Nevertheless, 2019 was a very dangerous year for trucking; according to transportation industry data firm Broughton Capital in the first three quarters of 2019, nearly 800 carriers went out of business, more than double the count of trucking failures in 2018.
As reported by CBS, a number of factors may behind it, including escalating insurance costs, uncertainty of fair trade relations with China, as well as declines in the spot market and the industry’s overcapacity situation.
Cassandra Gaines, a transportation attorney and head of Gaines Law Group, told CBS MoneyWatch it has been a "tough year" for the industry: "This isn't the first time this year we've seen a trucking company fail and drivers abandoned. That's been happening a lot in 2019." She noted that Celadon failure is not exactly transparent, noting it's hard to tell how much its bankruptcy had to do with fraud and how much it had to do with the market.
Big players are hitting the skids, noted Donald Broughton, founder of the analytics firm bearing his name. Broughton offered CBS the lowlights: In 2018, noted Broughton, 310 trucking companies with an average fleet size of nine trucks failed, pulling 2,800 trucks off the road. Of the 795 companies pulling the plug in the first three quarters of 2019 those fleets averaged 30 trucks, with nearly 24,000 trucks being parked, Broughton said.
A scandal of scandalous proportions
Accounts across the media tell of Caledon’s sordid but cautionary tale: The Indianapolis Star for example. “Former Chief Operating Officer William Eric Meek, 39, and Chief Financial Officer Bobby Lee Peavler, 40, were arrested … on nine counts each that include conspiracy to commit wire and securities fraud and conspiracy to make false statements to the company's accountants and falsify records.”
Prosecutors allege they embezzled the company by:
- Inflating invoices of older used trucks that they traded for new ones,
- Selling trucks to a dealer near the end of a fiscal quarter without disclosing that one of the company's divisions, Quality Companies, had agreed to pay the dealer back after the quarter ended, and
- Making false and misleading statements to auditors about the transactions.
Among its liabilities, Caledon owes $33 million to the Justice Department stemming from the federal probe into the company’s accounting, and smaller amounts to creditors including TA Dispatch LLC, which bought some of the company’s logistics assets earlier this year, and vendors such as Pilot Travel Centers LLC and Goodyear Tire & Rubber Co.
Not so fast. Bankruptcy NOT a result of trucking recession
Sources contributing to the WSJ coverage attributed Celadon’s failure to the company’s individual problems, finding that the accounting scandal tied to a big bet on the company’s truck-leasing business was the primary killer and not necessarily the impact of the broader slowdown this year in freight demand.
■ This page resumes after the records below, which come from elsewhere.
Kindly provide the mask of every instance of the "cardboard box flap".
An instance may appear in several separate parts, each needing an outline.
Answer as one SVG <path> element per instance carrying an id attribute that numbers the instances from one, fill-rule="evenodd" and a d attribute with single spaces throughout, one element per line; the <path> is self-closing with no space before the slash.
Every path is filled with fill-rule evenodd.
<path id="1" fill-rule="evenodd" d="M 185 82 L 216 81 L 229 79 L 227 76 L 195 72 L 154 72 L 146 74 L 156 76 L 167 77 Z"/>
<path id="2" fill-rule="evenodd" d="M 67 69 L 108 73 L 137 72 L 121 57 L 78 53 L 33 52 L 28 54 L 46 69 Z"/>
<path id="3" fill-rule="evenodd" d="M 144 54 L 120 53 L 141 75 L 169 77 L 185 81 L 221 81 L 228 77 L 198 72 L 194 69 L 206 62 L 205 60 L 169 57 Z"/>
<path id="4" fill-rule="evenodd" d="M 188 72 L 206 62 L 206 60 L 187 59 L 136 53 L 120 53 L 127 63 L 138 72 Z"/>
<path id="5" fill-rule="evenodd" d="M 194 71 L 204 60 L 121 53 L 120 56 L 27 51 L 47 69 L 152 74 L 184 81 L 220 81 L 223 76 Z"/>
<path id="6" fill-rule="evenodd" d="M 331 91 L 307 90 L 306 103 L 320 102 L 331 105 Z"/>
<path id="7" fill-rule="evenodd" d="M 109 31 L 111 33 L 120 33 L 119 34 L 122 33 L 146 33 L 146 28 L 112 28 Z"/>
“It is more about Celadon than it is about any current apocalyptic events in the trucking freight market,” said Larry Gross, president of Gross Transportation Consulting. “Having said that, when the tide goes out it exposes the rocks. They came under pressure because of the supply-demand imbalance… and ran out of runway.”
Drivers stuck far from home
Shutdowns like Caledon’s raise concerns over drivers who may be stuck far from home and for shipping customers who may have freight shipments tied up. Some previous trucking failures by smaller companies have left drivers and cargo stranded.
In the wake of the company’s announcement Celadon driver Sam Jaime told the WSJ that company officials told truckers like him hauling loads to finish the delivery, while others were directed to the closest Celadon terminal or to the nearest truck stop. “Celadon is offering a bus ticket home,” he said. “It is on us to see how to get our stuff home.”
Better Chapter 11 – Silver lining analysis
When Caledon announced it was seeking Chapter 11 bankruptcy protection from its creditors it asked its drivers to deliver loads still in transit and hand over the company’s trucks. In some good news coming out of this sad story the Wall Street Journal (WSJ) reported two Celadon subsidiaries – Taylor Express and the Mexican subsidiary, Jaguar Transportation – would continue to operate, but are to be sold off intact in a Section 363 Process.
This method noted the WSJ, allows management, working alongside the creditors to control the auction process and get the highest possible price for the companies. Keeping them intact allows Taylor Express and Jaguar to fetch the highest possible prices.
Industry’s a fat sponge and ready to absorb the displaced
Trucking markets, notes the WSJ, should easily absorb the bankruptcy. Celadon’s business only accounts for a sliver of the roughly $200 billion for-hire truckload market, explained SJ Consulting’s President Satish Jindel in the WSJ’s coverage. Celadon’s customer list included Lowe’s Co s., Philip Morris International Inc., Walmart Inc., Honda Motor Co. and Procter & Gamble Co., according to its bankruptcy court filing.
Although the shutdown is the biggest truckload bankruptcy in memory, Jindel noted, “There are plenty of carriers who can fill up the demand this will create.”